Nigeria’s Aliko Dangote has been ranked as the 9th richest manufacturing billionaire in the world with a net worth of $10.5 billion, according to CEO World Magazine. Dangote is the only African on the list, which is dominated by billionaires from Asia and Europe.
The billionaire is arguably Africa’s foremost industrialist, owning an 85.2 percent majority stake in Dangote Cement, the largest cement manufacturing company in West Africa. Also, he owns Africa’s biggest oil refinery at the cost of $20 billion. The refinery has a capacity of 650,000 barrels per day. Nigeria is Africa’s largest producer of crude oil, with peak production levels at an estimated 2.2 million barrels per day. However, the country lacks the capacity to process its crude oil.
Many of the oil products on the continent are imported from other oil-producing countries like India, Belgium, UAE, and the Netherlands. As a result, the country spends billions of dollars on imports annually and is exposed to the disruption of domestic fuel supply.

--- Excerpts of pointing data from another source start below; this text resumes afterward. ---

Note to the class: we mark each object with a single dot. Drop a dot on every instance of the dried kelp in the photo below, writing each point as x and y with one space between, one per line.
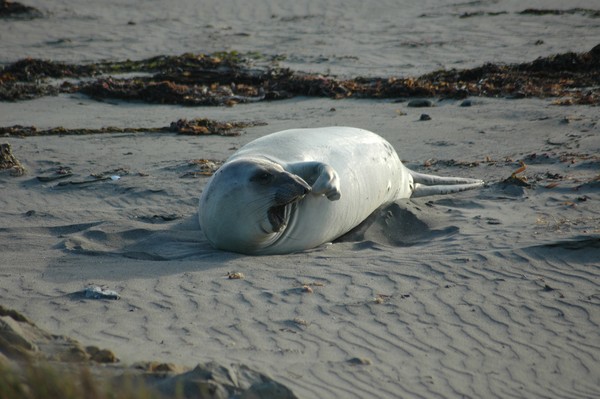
228 79
199 126
10 9
9 162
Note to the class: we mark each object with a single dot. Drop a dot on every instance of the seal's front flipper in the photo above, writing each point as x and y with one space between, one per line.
322 178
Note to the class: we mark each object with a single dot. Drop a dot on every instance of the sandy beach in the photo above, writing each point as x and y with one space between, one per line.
486 293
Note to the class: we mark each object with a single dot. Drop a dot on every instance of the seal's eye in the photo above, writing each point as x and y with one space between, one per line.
262 178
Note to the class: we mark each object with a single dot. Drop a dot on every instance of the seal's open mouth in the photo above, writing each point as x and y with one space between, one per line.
278 215
291 189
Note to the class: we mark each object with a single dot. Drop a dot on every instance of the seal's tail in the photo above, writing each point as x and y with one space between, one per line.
436 185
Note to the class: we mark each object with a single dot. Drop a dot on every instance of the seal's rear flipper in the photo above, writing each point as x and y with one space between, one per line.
436 185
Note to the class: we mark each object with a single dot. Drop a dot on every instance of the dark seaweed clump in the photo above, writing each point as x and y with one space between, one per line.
9 9
229 79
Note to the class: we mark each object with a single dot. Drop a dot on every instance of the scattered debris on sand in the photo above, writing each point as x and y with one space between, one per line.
36 364
229 79
9 162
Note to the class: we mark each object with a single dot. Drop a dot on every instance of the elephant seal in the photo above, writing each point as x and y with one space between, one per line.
297 189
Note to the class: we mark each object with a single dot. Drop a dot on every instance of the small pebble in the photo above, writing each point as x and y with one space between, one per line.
235 275
360 361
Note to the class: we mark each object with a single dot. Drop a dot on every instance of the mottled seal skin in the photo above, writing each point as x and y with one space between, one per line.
297 189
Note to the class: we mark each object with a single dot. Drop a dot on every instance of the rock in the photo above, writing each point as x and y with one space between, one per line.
211 380
22 342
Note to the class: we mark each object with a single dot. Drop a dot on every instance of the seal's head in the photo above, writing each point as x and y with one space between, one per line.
248 203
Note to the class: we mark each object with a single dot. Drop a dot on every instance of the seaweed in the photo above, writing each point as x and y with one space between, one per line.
9 162
198 126
230 78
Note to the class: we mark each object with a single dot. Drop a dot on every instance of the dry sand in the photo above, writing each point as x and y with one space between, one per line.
489 293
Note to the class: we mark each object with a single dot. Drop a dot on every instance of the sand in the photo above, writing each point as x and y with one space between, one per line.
487 293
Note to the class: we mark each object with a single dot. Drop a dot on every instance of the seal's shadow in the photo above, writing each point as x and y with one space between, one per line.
143 241
400 224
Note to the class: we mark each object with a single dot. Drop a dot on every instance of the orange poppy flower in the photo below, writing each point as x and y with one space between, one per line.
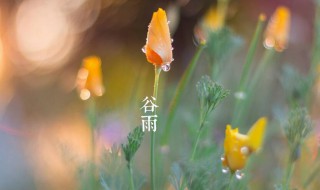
238 147
89 79
277 32
158 48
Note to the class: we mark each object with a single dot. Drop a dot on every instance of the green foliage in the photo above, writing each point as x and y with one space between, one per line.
210 95
222 43
296 85
134 141
113 172
299 126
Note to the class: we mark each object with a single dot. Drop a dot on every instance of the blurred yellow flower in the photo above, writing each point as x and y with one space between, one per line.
158 47
238 147
277 32
89 79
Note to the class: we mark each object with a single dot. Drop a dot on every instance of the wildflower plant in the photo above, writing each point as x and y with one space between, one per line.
134 141
158 50
296 86
298 127
210 95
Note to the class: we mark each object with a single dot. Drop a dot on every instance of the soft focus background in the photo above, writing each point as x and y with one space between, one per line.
44 135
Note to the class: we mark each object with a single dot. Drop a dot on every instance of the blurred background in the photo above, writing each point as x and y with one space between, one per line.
44 134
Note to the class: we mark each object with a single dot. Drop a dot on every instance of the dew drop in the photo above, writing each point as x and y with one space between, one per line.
244 150
143 49
165 67
225 170
239 174
240 95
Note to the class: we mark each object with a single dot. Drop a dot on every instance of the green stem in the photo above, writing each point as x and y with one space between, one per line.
230 182
289 173
195 145
243 107
131 176
312 176
246 68
152 158
178 94
91 116
315 60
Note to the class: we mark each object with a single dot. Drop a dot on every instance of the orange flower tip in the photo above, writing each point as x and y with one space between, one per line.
278 28
262 17
158 48
85 94
89 78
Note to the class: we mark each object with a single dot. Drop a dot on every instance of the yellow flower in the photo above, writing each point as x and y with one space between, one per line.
89 79
277 32
158 47
238 147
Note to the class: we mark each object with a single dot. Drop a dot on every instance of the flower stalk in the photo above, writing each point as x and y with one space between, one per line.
210 95
185 79
244 80
153 135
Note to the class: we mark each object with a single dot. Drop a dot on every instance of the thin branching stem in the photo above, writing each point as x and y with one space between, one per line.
178 94
312 176
131 176
152 158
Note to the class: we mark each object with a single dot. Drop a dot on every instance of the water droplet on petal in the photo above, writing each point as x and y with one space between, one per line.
225 170
240 95
165 67
144 49
244 150
239 174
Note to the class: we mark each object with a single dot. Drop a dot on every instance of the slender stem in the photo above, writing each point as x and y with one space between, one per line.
241 108
203 117
230 181
247 66
131 176
91 116
195 145
289 173
178 94
152 161
315 59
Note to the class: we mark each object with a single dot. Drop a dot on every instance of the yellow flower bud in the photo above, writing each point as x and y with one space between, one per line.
238 147
278 28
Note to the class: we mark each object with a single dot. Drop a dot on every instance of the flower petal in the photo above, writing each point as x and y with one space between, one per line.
158 39
256 133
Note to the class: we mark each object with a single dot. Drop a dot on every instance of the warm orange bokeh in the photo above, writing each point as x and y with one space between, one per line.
158 48
277 32
90 78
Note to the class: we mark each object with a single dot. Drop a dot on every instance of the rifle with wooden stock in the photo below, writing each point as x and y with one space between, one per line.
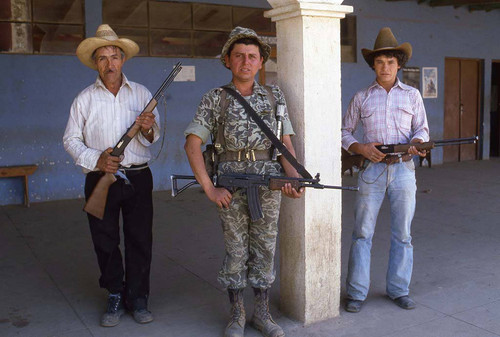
427 146
357 160
96 203
251 183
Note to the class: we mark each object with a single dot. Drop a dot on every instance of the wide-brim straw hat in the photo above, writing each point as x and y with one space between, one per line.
241 33
386 42
104 36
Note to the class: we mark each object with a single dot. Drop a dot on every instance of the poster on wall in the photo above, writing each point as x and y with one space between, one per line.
429 82
411 77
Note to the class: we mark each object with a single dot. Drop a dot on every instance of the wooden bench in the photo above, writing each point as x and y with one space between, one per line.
19 171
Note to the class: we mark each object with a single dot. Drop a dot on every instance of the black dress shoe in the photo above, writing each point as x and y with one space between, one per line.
353 305
405 302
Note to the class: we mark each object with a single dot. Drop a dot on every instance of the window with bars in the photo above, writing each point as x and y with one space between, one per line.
181 29
41 26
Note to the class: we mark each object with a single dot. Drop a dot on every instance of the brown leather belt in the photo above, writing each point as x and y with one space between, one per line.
395 158
245 155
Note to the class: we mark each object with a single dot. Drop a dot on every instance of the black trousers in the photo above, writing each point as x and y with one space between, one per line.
135 201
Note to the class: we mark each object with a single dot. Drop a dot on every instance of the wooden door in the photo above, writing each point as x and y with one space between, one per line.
461 107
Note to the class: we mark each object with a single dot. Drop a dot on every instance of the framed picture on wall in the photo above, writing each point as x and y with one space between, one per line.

In the last decade and counting, Dangote has emerged as the richest businessman in Africa and the wealthiest Black man in the world, per Forbes and Bloomberg calculations. His story has inspired hundreds of Africans, African Americans, and other minorities worldwide.

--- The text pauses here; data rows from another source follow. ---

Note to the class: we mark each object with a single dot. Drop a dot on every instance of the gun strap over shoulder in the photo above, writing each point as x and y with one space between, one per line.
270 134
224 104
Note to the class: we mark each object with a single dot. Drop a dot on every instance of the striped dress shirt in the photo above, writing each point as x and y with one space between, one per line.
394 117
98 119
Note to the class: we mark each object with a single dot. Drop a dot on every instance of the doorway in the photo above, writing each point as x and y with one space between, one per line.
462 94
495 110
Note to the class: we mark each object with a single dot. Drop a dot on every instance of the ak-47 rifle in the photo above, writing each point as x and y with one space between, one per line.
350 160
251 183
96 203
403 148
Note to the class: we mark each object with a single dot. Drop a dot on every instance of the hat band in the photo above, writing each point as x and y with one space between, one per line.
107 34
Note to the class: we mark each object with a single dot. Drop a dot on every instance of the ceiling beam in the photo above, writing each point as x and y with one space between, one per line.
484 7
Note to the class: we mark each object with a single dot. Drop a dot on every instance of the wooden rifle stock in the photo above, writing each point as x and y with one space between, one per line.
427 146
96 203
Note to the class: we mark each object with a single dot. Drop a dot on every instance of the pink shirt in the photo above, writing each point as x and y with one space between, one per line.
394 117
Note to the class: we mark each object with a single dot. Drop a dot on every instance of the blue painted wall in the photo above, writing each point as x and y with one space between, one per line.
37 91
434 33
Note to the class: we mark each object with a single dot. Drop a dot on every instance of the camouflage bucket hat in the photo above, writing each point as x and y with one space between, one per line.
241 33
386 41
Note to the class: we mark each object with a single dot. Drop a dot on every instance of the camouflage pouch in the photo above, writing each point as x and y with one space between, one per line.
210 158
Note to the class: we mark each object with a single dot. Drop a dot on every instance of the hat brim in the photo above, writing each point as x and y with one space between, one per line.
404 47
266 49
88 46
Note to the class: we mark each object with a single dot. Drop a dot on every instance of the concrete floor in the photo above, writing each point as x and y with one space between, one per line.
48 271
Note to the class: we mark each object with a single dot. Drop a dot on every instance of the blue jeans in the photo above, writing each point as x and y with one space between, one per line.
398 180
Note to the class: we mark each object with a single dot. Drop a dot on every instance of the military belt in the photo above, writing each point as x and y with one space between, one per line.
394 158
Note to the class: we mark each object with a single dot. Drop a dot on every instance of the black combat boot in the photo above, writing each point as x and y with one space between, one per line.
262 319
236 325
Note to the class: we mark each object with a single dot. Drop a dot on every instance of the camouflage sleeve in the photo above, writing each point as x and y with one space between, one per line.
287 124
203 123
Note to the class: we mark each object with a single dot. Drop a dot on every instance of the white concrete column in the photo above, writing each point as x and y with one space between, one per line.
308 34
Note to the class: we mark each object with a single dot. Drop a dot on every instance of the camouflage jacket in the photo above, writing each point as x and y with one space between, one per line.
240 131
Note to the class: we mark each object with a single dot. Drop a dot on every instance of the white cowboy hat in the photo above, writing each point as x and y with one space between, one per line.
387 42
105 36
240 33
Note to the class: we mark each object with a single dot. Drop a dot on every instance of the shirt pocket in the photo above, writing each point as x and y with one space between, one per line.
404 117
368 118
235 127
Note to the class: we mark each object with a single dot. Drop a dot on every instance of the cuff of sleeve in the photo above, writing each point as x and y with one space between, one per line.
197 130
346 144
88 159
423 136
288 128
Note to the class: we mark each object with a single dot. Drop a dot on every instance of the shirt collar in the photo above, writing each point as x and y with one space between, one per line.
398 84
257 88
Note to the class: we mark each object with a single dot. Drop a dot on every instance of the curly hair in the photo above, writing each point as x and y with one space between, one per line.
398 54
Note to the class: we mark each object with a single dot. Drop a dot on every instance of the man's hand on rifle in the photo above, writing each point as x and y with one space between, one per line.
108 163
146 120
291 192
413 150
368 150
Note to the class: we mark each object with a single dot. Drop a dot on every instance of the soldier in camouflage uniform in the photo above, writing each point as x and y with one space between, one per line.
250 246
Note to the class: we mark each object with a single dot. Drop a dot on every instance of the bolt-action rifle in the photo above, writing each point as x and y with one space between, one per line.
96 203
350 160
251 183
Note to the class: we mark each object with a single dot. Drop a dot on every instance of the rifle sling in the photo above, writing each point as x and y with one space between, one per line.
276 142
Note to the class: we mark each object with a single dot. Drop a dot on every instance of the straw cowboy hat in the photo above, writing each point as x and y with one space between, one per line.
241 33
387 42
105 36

He makes his money largely from Dangote Cement, one of Africa’s most successful and recognizable brands. His cement factory has the capacity to produce 48.6 million metric tons annually and has operations in 10 countries across Africa.
In addition to his cement factory, Dangote is also into the production of sugar and until recently, fertilizer and oil refinery. What is more, he is also into the assembling of cars under the name Dangote Peugeot Automobiles Nigeria Limited (DPAN). The assembling of the vehicles started with the Land Trek, 3008, 5008, and the new 508.
How did Dangote start his journey to become a successful businessman and the world’s richest Black person? Dangote was born into a family of wealthy traders from northern Nigeria some 65 years ago. Dangote’s grandfather, Alhassan Dantata, traded mainly kola nuts and groundnuts. But Dantata was also one of the wealthiest men in the British West African colonies.
“My great-grandfather was a kola nut trader, and the richest man in West Africa at the time of his death,” he told Time Magazine during a world economic forum event. “My father was a businessman and politician. I was actually raised by my grandfather. It’s traditional in my culture for grandparents to take the first grandchild and raise it. I had a lot of love, and it gave me a lot of confidence.”
Although Dangote comes from a privileged background, he carved his own entrepreneurial path. At a very young age, while still in primary school, he started looking for his own money. He sold candies to make money in school. He also worked diligently for his uncle, Sani Dangote, which set the stage and laid the foundation for him to dominate the business world.
“I can remember when I was in primary school, I would go and buy cartons of sweets (candies) and I would start selling them just to make money. I was so interested in business, even at that time,” he said.
Shortly after completing his degree in business studies and administration at the Al-Azhar University in Egypt, one of the biggest Islamic universities, he approached his uncle for a loan to start a business.
The success of his cement factory inspired him to start manufacturing some of the products he was importing or buying from others. In 1997, he built a plant and started manufacturing pasta, sugar, salt, and flour.
Today, all his companies operate under the empire Dangote Group, where he is the chairman. The group employs over 30,000 workers in Nigeria and across Africa. Dangote Group includes the following: Dangote Cement Plc, Dangote Sugar Refinery Plc and Dangote Flour Mills Plc.
Dangote’s rise to become one of the most powerful and successful entrepreneurs in Africa and the world at large shows the potential of African youth to become successful in the field of entrepreneurship and any endeavor, given the necessary enabling environment which is often lacking.